Coronavirus: Looking for Patterns?

As India nears the completion of Week 1 of a nationwide Coronavirus lockdown, in places like Bangalore, one can see folks cite what other countries are doing and suggesting we do the same in our apartment complexes. Are they justified? Or over-reacting? Are the countries being compared, well, comparable?

First, let me call out my source for the analysis below. It’s this site that captures Coronavirus stats from all countries. It captures infection counts, recoveries, deaths and active cases on a daily basis and also plots graphs of the same over the last few weeks and months.

On some topics, I do see patterns across countries. On others, hardly. And in yet others, patterns seem limited to race (Asians, Europeans etc), or to population size, or to climate. But the key is that one can’t be sure and no pattern is universal… yet I find most people talk as if there is certainty on all such matters.

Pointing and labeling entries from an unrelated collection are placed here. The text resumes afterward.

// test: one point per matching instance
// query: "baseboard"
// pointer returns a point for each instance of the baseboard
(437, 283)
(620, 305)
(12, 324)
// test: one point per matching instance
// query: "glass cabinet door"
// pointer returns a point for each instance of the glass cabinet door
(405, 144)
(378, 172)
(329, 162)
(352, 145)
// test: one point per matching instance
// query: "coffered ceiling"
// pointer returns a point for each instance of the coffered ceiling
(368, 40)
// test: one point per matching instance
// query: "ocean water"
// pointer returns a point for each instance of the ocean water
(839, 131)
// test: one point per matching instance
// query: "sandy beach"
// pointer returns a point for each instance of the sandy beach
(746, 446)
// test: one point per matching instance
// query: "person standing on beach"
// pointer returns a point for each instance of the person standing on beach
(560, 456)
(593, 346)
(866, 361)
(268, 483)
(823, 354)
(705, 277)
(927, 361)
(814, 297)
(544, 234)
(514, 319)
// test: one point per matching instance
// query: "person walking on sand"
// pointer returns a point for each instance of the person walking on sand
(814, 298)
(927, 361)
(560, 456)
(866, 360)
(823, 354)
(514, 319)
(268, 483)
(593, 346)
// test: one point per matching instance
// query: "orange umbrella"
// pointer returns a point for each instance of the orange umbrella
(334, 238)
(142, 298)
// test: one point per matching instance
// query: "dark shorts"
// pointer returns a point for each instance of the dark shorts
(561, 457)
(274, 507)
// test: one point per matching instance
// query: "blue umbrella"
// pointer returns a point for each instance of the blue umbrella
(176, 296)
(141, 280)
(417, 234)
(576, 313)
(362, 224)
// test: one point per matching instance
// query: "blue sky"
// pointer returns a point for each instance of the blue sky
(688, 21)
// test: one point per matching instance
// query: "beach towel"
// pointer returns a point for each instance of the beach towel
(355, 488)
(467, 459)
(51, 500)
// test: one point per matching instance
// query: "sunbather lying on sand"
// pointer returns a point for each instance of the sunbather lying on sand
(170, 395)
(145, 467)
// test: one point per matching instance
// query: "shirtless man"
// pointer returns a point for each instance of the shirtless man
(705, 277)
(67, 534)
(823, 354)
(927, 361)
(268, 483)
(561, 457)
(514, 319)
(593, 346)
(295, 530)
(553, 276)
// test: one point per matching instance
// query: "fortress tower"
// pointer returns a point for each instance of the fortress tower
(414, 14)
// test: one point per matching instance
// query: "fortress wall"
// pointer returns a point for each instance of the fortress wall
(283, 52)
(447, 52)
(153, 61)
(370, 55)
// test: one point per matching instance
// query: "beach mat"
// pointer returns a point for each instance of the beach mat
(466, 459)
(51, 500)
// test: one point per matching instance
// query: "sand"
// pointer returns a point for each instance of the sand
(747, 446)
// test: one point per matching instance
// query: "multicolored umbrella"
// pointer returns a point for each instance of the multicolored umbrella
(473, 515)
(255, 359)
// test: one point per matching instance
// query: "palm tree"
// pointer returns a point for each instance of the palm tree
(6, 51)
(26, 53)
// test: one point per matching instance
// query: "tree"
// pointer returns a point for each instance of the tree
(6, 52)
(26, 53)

Take China and South Korea: only 4.2% and 2.9% of infected cases have resulted in death. Contrast that with the far higher death rates of Italy (44.7%), USA (40.8%), and Spain (32.7%). Does the disease kill whites preferentially? But that doesn’t align with Germany’s low death rate of 4.9%.

Another pattern I noticed is that the death rates are high in most countries to begin with, then settle at a lower number. Is that because countries take some time to learn to deal with things? If yes, why aren’t Italy and Spain’s death rates lower after so long? Conversely, if a country’s healthcare system gets overwhelmed, the death rates should increase with time. But that’s not happening in almost any country, including Italy and Spain. So what’s going on?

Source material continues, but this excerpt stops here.